中小企業の味方!補助金で始めるシステム導入!DX化のススメ

  • 2026.05.11
  • #DX#セキュリティ#業務システム#業務効率化
  • 「業務を効率化したいけど、システム導入にはコストがかかる…」
    そんな悩みを抱える中小企業の皆さまに朗報です!
    国や自治体が提供する補助金を活用すれば、システム導入の初期費用を大幅に抑えることができます。この記事では、補助金の基本から、システム導入に活用できる具体的な制度、注意点までをわかりやすくご紹介します。

補助金ってなに?

補助金とは、国や自治体が企業の取り組みを支援するために交付する「返済不要の資金」です。
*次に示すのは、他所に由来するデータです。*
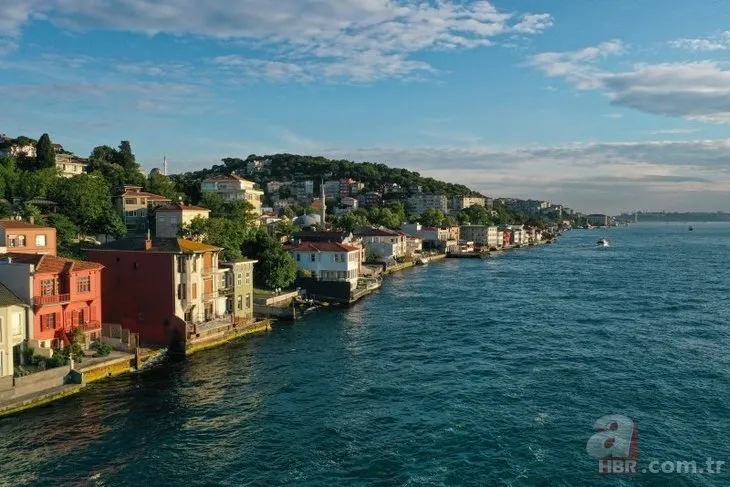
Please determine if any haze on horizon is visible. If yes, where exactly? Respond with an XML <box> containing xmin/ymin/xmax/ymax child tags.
<box><xmin>0</xmin><ymin>0</ymin><xmax>730</xmax><ymax>214</ymax></box>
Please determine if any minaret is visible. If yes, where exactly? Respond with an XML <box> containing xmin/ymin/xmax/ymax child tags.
<box><xmin>320</xmin><ymin>178</ymin><xmax>327</xmax><ymax>230</ymax></box>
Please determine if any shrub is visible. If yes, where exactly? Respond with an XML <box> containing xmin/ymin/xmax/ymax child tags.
<box><xmin>91</xmin><ymin>342</ymin><xmax>113</xmax><ymax>357</ymax></box>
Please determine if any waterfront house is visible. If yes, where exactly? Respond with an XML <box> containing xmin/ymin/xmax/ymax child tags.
<box><xmin>0</xmin><ymin>219</ymin><xmax>56</xmax><ymax>255</ymax></box>
<box><xmin>461</xmin><ymin>225</ymin><xmax>502</xmax><ymax>247</ymax></box>
<box><xmin>88</xmin><ymin>238</ymin><xmax>226</xmax><ymax>346</ymax></box>
<box><xmin>586</xmin><ymin>213</ymin><xmax>609</xmax><ymax>227</ymax></box>
<box><xmin>287</xmin><ymin>242</ymin><xmax>361</xmax><ymax>290</ymax></box>
<box><xmin>114</xmin><ymin>184</ymin><xmax>170</xmax><ymax>235</ymax></box>
<box><xmin>0</xmin><ymin>284</ymin><xmax>28</xmax><ymax>377</ymax></box>
<box><xmin>0</xmin><ymin>253</ymin><xmax>103</xmax><ymax>357</ymax></box>
<box><xmin>353</xmin><ymin>227</ymin><xmax>408</xmax><ymax>262</ymax></box>
<box><xmin>401</xmin><ymin>223</ymin><xmax>459</xmax><ymax>252</ymax></box>
<box><xmin>155</xmin><ymin>203</ymin><xmax>210</xmax><ymax>238</ymax></box>
<box><xmin>218</xmin><ymin>259</ymin><xmax>258</xmax><ymax>323</ymax></box>
<box><xmin>200</xmin><ymin>174</ymin><xmax>264</xmax><ymax>215</ymax></box>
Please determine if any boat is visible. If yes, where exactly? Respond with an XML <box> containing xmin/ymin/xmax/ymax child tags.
<box><xmin>416</xmin><ymin>255</ymin><xmax>429</xmax><ymax>265</ymax></box>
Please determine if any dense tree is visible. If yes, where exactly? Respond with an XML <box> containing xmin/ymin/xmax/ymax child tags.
<box><xmin>418</xmin><ymin>208</ymin><xmax>446</xmax><ymax>227</ymax></box>
<box><xmin>52</xmin><ymin>174</ymin><xmax>126</xmax><ymax>235</ymax></box>
<box><xmin>336</xmin><ymin>211</ymin><xmax>370</xmax><ymax>232</ymax></box>
<box><xmin>241</xmin><ymin>229</ymin><xmax>297</xmax><ymax>289</ymax></box>
<box><xmin>36</xmin><ymin>134</ymin><xmax>56</xmax><ymax>169</ymax></box>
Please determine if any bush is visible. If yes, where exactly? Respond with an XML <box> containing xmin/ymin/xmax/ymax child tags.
<box><xmin>91</xmin><ymin>342</ymin><xmax>113</xmax><ymax>357</ymax></box>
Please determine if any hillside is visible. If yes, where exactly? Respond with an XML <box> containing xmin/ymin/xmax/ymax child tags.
<box><xmin>172</xmin><ymin>154</ymin><xmax>479</xmax><ymax>204</ymax></box>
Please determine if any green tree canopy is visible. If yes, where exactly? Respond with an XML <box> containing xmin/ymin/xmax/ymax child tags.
<box><xmin>36</xmin><ymin>134</ymin><xmax>56</xmax><ymax>169</ymax></box>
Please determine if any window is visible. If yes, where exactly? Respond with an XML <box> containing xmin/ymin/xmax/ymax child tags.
<box><xmin>41</xmin><ymin>279</ymin><xmax>55</xmax><ymax>296</ymax></box>
<box><xmin>177</xmin><ymin>284</ymin><xmax>187</xmax><ymax>299</ymax></box>
<box><xmin>76</xmin><ymin>276</ymin><xmax>91</xmax><ymax>293</ymax></box>
<box><xmin>41</xmin><ymin>313</ymin><xmax>56</xmax><ymax>330</ymax></box>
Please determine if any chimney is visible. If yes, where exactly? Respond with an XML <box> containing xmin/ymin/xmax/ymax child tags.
<box><xmin>144</xmin><ymin>228</ymin><xmax>152</xmax><ymax>250</ymax></box>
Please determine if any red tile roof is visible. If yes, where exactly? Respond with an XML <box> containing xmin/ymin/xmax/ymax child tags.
<box><xmin>0</xmin><ymin>219</ymin><xmax>53</xmax><ymax>229</ymax></box>
<box><xmin>287</xmin><ymin>242</ymin><xmax>360</xmax><ymax>252</ymax></box>
<box><xmin>0</xmin><ymin>253</ymin><xmax>104</xmax><ymax>273</ymax></box>
<box><xmin>155</xmin><ymin>203</ymin><xmax>210</xmax><ymax>213</ymax></box>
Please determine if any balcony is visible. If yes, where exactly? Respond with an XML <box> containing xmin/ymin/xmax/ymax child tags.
<box><xmin>33</xmin><ymin>294</ymin><xmax>71</xmax><ymax>306</ymax></box>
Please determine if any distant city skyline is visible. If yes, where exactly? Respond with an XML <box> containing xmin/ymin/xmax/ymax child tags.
<box><xmin>0</xmin><ymin>0</ymin><xmax>730</xmax><ymax>214</ymax></box>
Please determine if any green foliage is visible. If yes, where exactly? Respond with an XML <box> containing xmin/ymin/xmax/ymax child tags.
<box><xmin>53</xmin><ymin>174</ymin><xmax>126</xmax><ymax>235</ymax></box>
<box><xmin>242</xmin><ymin>229</ymin><xmax>297</xmax><ymax>289</ymax></box>
<box><xmin>418</xmin><ymin>208</ymin><xmax>446</xmax><ymax>227</ymax></box>
<box><xmin>36</xmin><ymin>134</ymin><xmax>56</xmax><ymax>169</ymax></box>
<box><xmin>336</xmin><ymin>211</ymin><xmax>370</xmax><ymax>232</ymax></box>
<box><xmin>145</xmin><ymin>168</ymin><xmax>179</xmax><ymax>201</ymax></box>
<box><xmin>91</xmin><ymin>342</ymin><xmax>114</xmax><ymax>357</ymax></box>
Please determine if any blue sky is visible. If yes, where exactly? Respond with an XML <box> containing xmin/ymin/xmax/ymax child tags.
<box><xmin>0</xmin><ymin>0</ymin><xmax>730</xmax><ymax>213</ymax></box>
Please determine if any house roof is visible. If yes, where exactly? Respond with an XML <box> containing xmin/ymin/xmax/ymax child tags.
<box><xmin>93</xmin><ymin>237</ymin><xmax>222</xmax><ymax>254</ymax></box>
<box><xmin>203</xmin><ymin>174</ymin><xmax>253</xmax><ymax>183</ymax></box>
<box><xmin>156</xmin><ymin>203</ymin><xmax>210</xmax><ymax>213</ymax></box>
<box><xmin>0</xmin><ymin>219</ymin><xmax>53</xmax><ymax>229</ymax></box>
<box><xmin>287</xmin><ymin>242</ymin><xmax>360</xmax><ymax>252</ymax></box>
<box><xmin>296</xmin><ymin>230</ymin><xmax>349</xmax><ymax>242</ymax></box>
<box><xmin>353</xmin><ymin>228</ymin><xmax>398</xmax><ymax>237</ymax></box>
<box><xmin>0</xmin><ymin>253</ymin><xmax>104</xmax><ymax>273</ymax></box>
<box><xmin>118</xmin><ymin>185</ymin><xmax>170</xmax><ymax>201</ymax></box>
<box><xmin>0</xmin><ymin>284</ymin><xmax>28</xmax><ymax>307</ymax></box>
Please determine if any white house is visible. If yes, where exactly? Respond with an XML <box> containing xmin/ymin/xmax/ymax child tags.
<box><xmin>200</xmin><ymin>174</ymin><xmax>264</xmax><ymax>215</ymax></box>
<box><xmin>353</xmin><ymin>228</ymin><xmax>408</xmax><ymax>261</ymax></box>
<box><xmin>287</xmin><ymin>242</ymin><xmax>361</xmax><ymax>290</ymax></box>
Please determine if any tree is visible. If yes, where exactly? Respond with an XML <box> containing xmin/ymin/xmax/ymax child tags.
<box><xmin>254</xmin><ymin>247</ymin><xmax>297</xmax><ymax>289</ymax></box>
<box><xmin>418</xmin><ymin>208</ymin><xmax>446</xmax><ymax>227</ymax></box>
<box><xmin>35</xmin><ymin>134</ymin><xmax>56</xmax><ymax>169</ymax></box>
<box><xmin>337</xmin><ymin>211</ymin><xmax>369</xmax><ymax>232</ymax></box>
<box><xmin>241</xmin><ymin>229</ymin><xmax>297</xmax><ymax>289</ymax></box>
<box><xmin>53</xmin><ymin>174</ymin><xmax>119</xmax><ymax>235</ymax></box>
<box><xmin>145</xmin><ymin>168</ymin><xmax>178</xmax><ymax>201</ymax></box>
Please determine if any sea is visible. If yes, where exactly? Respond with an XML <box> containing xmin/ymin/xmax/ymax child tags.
<box><xmin>0</xmin><ymin>222</ymin><xmax>730</xmax><ymax>486</ymax></box>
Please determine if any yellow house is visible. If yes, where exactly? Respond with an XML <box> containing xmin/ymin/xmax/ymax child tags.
<box><xmin>0</xmin><ymin>284</ymin><xmax>28</xmax><ymax>377</ymax></box>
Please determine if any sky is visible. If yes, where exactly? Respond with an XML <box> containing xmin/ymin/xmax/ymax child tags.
<box><xmin>0</xmin><ymin>0</ymin><xmax>730</xmax><ymax>214</ymax></box>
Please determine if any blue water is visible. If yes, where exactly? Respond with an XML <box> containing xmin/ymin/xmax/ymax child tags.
<box><xmin>0</xmin><ymin>224</ymin><xmax>730</xmax><ymax>486</ymax></box>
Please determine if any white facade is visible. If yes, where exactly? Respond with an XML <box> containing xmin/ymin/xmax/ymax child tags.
<box><xmin>200</xmin><ymin>176</ymin><xmax>264</xmax><ymax>215</ymax></box>
<box><xmin>407</xmin><ymin>193</ymin><xmax>448</xmax><ymax>215</ymax></box>
<box><xmin>289</xmin><ymin>242</ymin><xmax>360</xmax><ymax>289</ymax></box>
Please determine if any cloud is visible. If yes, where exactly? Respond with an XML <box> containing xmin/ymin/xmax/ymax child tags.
<box><xmin>669</xmin><ymin>31</ymin><xmax>730</xmax><ymax>52</ymax></box>
<box><xmin>317</xmin><ymin>139</ymin><xmax>730</xmax><ymax>213</ymax></box>
<box><xmin>529</xmin><ymin>41</ymin><xmax>730</xmax><ymax>123</ymax></box>
<box><xmin>0</xmin><ymin>0</ymin><xmax>553</xmax><ymax>82</ymax></box>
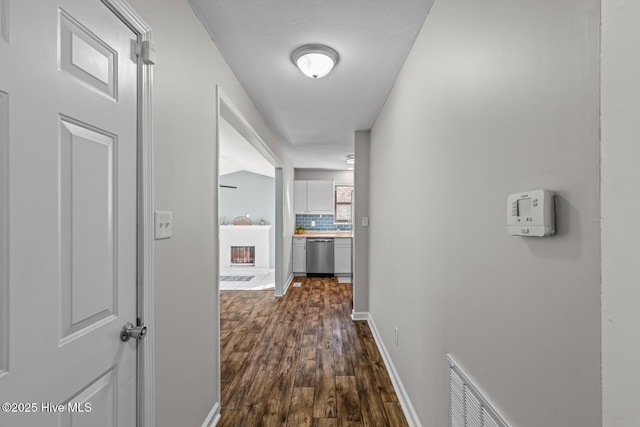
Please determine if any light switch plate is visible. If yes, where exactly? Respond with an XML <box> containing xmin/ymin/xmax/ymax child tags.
<box><xmin>155</xmin><ymin>211</ymin><xmax>173</xmax><ymax>240</ymax></box>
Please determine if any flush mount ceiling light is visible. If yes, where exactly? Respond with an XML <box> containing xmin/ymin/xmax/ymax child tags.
<box><xmin>291</xmin><ymin>44</ymin><xmax>338</xmax><ymax>79</ymax></box>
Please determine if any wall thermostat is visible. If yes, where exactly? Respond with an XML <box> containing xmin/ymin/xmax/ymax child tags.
<box><xmin>507</xmin><ymin>190</ymin><xmax>556</xmax><ymax>237</ymax></box>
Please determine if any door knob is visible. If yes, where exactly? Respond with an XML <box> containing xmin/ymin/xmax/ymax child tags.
<box><xmin>120</xmin><ymin>322</ymin><xmax>147</xmax><ymax>341</ymax></box>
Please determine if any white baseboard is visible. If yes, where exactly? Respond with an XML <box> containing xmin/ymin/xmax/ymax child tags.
<box><xmin>364</xmin><ymin>313</ymin><xmax>422</xmax><ymax>427</ymax></box>
<box><xmin>351</xmin><ymin>311</ymin><xmax>369</xmax><ymax>320</ymax></box>
<box><xmin>202</xmin><ymin>402</ymin><xmax>220</xmax><ymax>427</ymax></box>
<box><xmin>276</xmin><ymin>274</ymin><xmax>294</xmax><ymax>297</ymax></box>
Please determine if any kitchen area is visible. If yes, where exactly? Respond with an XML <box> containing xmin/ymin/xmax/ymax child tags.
<box><xmin>292</xmin><ymin>169</ymin><xmax>353</xmax><ymax>283</ymax></box>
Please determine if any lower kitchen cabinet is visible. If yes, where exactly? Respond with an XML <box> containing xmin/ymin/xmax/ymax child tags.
<box><xmin>292</xmin><ymin>237</ymin><xmax>307</xmax><ymax>274</ymax></box>
<box><xmin>333</xmin><ymin>238</ymin><xmax>351</xmax><ymax>276</ymax></box>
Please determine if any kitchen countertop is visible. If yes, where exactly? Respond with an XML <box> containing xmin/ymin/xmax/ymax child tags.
<box><xmin>293</xmin><ymin>230</ymin><xmax>353</xmax><ymax>239</ymax></box>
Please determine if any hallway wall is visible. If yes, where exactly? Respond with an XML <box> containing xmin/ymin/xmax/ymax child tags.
<box><xmin>369</xmin><ymin>0</ymin><xmax>601</xmax><ymax>427</ymax></box>
<box><xmin>124</xmin><ymin>0</ymin><xmax>295</xmax><ymax>427</ymax></box>
<box><xmin>602</xmin><ymin>0</ymin><xmax>640</xmax><ymax>427</ymax></box>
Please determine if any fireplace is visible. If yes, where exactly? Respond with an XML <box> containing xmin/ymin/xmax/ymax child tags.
<box><xmin>220</xmin><ymin>226</ymin><xmax>271</xmax><ymax>274</ymax></box>
<box><xmin>231</xmin><ymin>246</ymin><xmax>256</xmax><ymax>266</ymax></box>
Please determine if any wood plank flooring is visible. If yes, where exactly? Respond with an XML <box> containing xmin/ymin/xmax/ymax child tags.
<box><xmin>218</xmin><ymin>277</ymin><xmax>408</xmax><ymax>427</ymax></box>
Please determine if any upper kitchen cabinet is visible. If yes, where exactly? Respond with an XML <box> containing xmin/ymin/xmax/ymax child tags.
<box><xmin>293</xmin><ymin>181</ymin><xmax>334</xmax><ymax>215</ymax></box>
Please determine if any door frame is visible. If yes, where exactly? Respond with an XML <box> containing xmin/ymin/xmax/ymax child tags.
<box><xmin>100</xmin><ymin>0</ymin><xmax>155</xmax><ymax>427</ymax></box>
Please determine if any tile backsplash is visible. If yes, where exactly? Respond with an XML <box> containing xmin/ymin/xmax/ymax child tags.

新しい設備やシステムの導入、業務改善など、さまざまな目的で利用できます。

システム導入に使える主な補助金

補助金名対象内容上限額・補助率
デジタル化・AI導入補助金
(旧:IT補助金)
業務効率化のITツール導入最大450万円・補助率2/3
ものづくり補助金新サービス・製品の開発支援最大2,500万円・補助率1/2〜2/3
中小企業省力化投資補助金省人化・自動化を目的とする最大1億円・補助率2/3

特に「デジタル化・AI導入補助金(旧:IT導入補助金)」は、クラウド型業務管理ソフトや販売管理システムなど、日々の業務を効率化するツールの導入に活用されています。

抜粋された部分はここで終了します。